FSI helping supply industry personnel

Demand for new brewers, vintners and distillers, coupled with SIU’s location amid Illinois’ prime wine and brewing country, drove the university to establish the program.

In early 2016, the Illinois Board of Higher Education gave SIU the go-ahead to create a new bachelor’s degree in fermentation science. The program is highly interdisciplinary, with faculty from chemistry, agriculture, plant biology, engineering, hospitality, microbiology and other programs involved, and is one of just four programs in North America recognized by the Master Brewers Association of the Americas.

Along with the new projects, the FSI facility also includes classroom space, an analysis laboratory certified by the federal Tax and Trade Bureau, and pilot scale brewing equipment. The program serves as a resource for local fermentation industries, as well.

Blueprints are now on the table for the sensory lab and teaching kitchen while an equipment manufacturer continues building the program’s custom-designed pilot malting facility.

This month, the university also will harvest its first crop of barley, planted last September in anticipation of the pilot malting facility. A separate spring planting is set for harvest in late July or early August.

Looking for a brewer

Earlier this month, the university put out the official call for commercial breweries who might be interested in cooperating with the program and wish to use the production-scale brewing facility, which would be capable of producing 3,000 to 10,000 barrels of beer annually. The “request for information” was published through the state procurement bulletin for the purpose of identifying interested parties.

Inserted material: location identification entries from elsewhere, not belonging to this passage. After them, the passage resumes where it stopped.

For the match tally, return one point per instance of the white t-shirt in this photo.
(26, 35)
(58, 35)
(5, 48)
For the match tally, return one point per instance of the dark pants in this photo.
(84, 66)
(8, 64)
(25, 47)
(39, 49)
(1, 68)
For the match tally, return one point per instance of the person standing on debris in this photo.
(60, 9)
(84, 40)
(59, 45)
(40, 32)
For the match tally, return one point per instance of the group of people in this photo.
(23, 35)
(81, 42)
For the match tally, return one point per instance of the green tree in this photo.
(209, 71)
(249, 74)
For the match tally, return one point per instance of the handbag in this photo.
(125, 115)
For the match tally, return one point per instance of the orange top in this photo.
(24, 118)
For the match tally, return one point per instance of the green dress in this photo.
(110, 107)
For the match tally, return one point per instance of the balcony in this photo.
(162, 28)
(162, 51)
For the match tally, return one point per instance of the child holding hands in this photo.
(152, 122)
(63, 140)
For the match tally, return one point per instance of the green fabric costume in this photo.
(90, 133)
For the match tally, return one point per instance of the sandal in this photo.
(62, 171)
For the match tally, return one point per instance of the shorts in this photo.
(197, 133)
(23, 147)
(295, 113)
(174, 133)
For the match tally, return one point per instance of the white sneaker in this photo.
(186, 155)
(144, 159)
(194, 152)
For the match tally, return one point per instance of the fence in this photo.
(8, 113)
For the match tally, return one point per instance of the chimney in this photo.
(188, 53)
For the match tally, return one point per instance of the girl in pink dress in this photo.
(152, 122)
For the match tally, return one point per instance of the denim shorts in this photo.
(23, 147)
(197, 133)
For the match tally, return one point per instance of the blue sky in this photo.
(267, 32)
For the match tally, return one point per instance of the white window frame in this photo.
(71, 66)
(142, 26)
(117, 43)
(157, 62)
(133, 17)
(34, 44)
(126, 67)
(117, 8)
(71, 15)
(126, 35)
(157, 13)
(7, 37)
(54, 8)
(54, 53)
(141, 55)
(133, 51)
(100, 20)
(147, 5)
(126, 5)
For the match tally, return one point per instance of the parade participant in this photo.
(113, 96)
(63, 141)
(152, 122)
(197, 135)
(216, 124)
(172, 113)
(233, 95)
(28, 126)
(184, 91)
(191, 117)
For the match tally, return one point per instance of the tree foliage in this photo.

“The real goal is to have a brewery come in with a fairly large-scale production capacity that will also act as a demonstration tool for the program,” McCarroll said.  “At this scale, brewing is really process engineering, and students need exposure to the equipment and control systems that are standard in the industry. 

The brewery would operate with its own employees, but FSI students might also work there as student workers or interns, he said. The underused capacity of the brewery might also be utilized for contract brewing, including for production of an SIU beer.

Having an actual on-site industrial scale brewing facility would be a major coup for the FSI, McCarroll said. The program would then cover the entire gambit of brewing, from bench-top to industrial scale production.

“It really sets us up as a world-class program,” McCarroll said, adding plans call for having the facility up and running by July 1, 2019.